“Otherwise, despite its size, this bloated pleasure apparatus adds no dignity to man’s lives. The idea of “fully exploiting” available technical resources and the facilities for aesthetic mass consumption is part of the economic system which refuses to exploit resources to abolish hunger.”
—Theodor Adorno and Max Horkheimer, The Culture Industry: Enlightenment as Mass Deception.
Barring a few employment opportunities that can’t be listed truthfully on a tax form (mobster, pimp, sub-Saharan Warlord) I’d argue that the three most useless jobs in the world are as follows: Ballerina, Sportscaster, Graduate Student. I won’t speculate much on the former two, except to say that any job that allows you to list a tutu as a tax write-off or receive a paycheck to discuss Brett Favre isn’t actually a job.
Actually, I will extrapolate just a tad more: I don’t mean that in any new-wave, follow-your-bliss, pop-philosophy sense. I mean it really isn’t a job. The services you offer are scant at best and pointless at worst. You want to dance? Start a dance studio to teach little girls they should starve themselves for a dream. You want to talk about sports? Cool. What you’re saying on the radio isn’t any more insightful than what my father says when he screams at the 49ers. You aren’t discussing how to curtail water waste or improve the political situations in any countless number of countries. You’re arguing with another overweight man with high blood-pressure about a two second time- frame.

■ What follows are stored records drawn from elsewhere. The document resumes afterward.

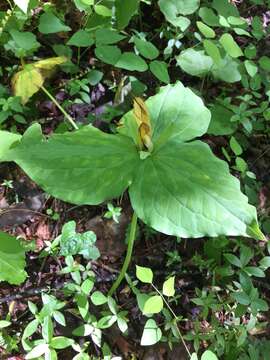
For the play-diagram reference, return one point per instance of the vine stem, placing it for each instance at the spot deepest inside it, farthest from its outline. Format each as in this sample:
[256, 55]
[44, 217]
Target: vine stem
[63, 111]
[131, 239]
[174, 315]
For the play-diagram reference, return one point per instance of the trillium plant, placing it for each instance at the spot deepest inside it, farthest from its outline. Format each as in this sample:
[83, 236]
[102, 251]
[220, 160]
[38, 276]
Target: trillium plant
[176, 184]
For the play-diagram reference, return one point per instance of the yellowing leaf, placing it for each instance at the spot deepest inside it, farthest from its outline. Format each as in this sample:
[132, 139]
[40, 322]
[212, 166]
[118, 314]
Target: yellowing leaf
[27, 82]
[22, 4]
[30, 79]
[143, 121]
[49, 64]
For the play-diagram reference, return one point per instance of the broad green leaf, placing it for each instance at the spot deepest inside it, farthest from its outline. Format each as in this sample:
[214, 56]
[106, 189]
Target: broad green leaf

This is not to say I dislike sports, or the ballet. Well, I don’t dislike sports at any rate. But as a member of the third ignominious category of workers I listed, as a Graduate student in English, I feel I have the prerogative to wax philosophic on the topic of uselessness.
Before I go any further, I should probably explain the title of this blog. Anyone out there who has read Adorno and Horkheimer’s 1944 treatise on the “Culture Industry” (Don’t worry, I don’t expect anyone to, in fact, I probably advise against it, unless you want to spend a day with a headache reading the only thing that makes listening to Elliott Smith seem like rollicking in a sun-drenched daisy field) will recognize this as a derisive (and utterly silly) term for the culture industry itself, a play on Althusser’s concepts of Ideological and Repressive State Apparatuses (See? Bona fide pretentious Graduate student). Adorno and Horkheimer, though particularly Adorno, are derisive of practically everything in sight, from movie theaters to Jazz music, viewing it all as mass produced art created by a capitalist system to both feed itself and keep its participants docile. Rays of sunshine, right?
But the beauty of language is that it can be subverted to whatever means we see fit. If I felt the desire, I could probably go out and create a whole grass-roots movement hellbent on using the term ‘Bloated Pleasure Apparatus’ to mean ‘Rosie O’Donnell’ (Alright, on that one, I probably give myself too much credit). The point, however, is that I appropriated the term to mean, all at once, Graduate School, Education, Literature, Theater, History, Politics and quite possibly and most appropriately, myself. For all things of these are topics for which I feel quite deep affection, even as my inner curmudgeon seeks mostly to denigrate and mock them as unabashedly silly.
This is perhaps especially true of my relationship with Graduate school, which seems grandly consumptive and self-congratulating to the point that it’s almost masturbatory. If I seem utterly harsh toward sportscasters and ballerinas, it pales in comparison to the degrees I find Graduate School contemptible, and thus worth mockery. Somehow, graduate students, though we are told school is now our ‘job,’ fail to produce anything substantive or worthwhile for the world at large. Our paychecks certainly reflect this truth. We exist on a plane somewhere between adult-hood and toddlerdom, where consequences and harsh realities are like pithy philosophical daydreams. While we opine radical political positions and read dense impractical treatises from the comfort of a coffee shop, elsewhere, someone of little consequence to us is starving or cold and could really use a meal. We know this person on in abstract, in theory. In class, we spend hours arguing the definition of the term “culture” or whether or not alternative lifestyles truly exist and be studied, or can never be anything but co-opted once identified. But these conversations are not substantive. They are not giving healthcare to those who need it, nor feeding the hungry. They are the smug musings of smart people sitting in a room, slapping each others’ backs.
All of this may beg the question of why I persist, if I find graduate school and its denizens so detestable. The truth of the matter is, I enjoy being angry. I enjoy disliking things, I enjoy being curmudgeonly and so beneath my rantings and my protestations, you’ll find what I hope most of us are, a lover of literature, history, politics and their peculiarities, an appreciator of education and its possibilities. I believe most of all that through active, unpretentious, inclusive education we will improve the world, even if it takes a long, winding and altogether strange path. For me, Graduate school is the first necessary step up that path.
Welcome to the Bloated Pleasure Apparatus.
I added you jackass!! I am looking forward to reading your goodies!!!
And by the way…… your words make my Blog feel real stupid!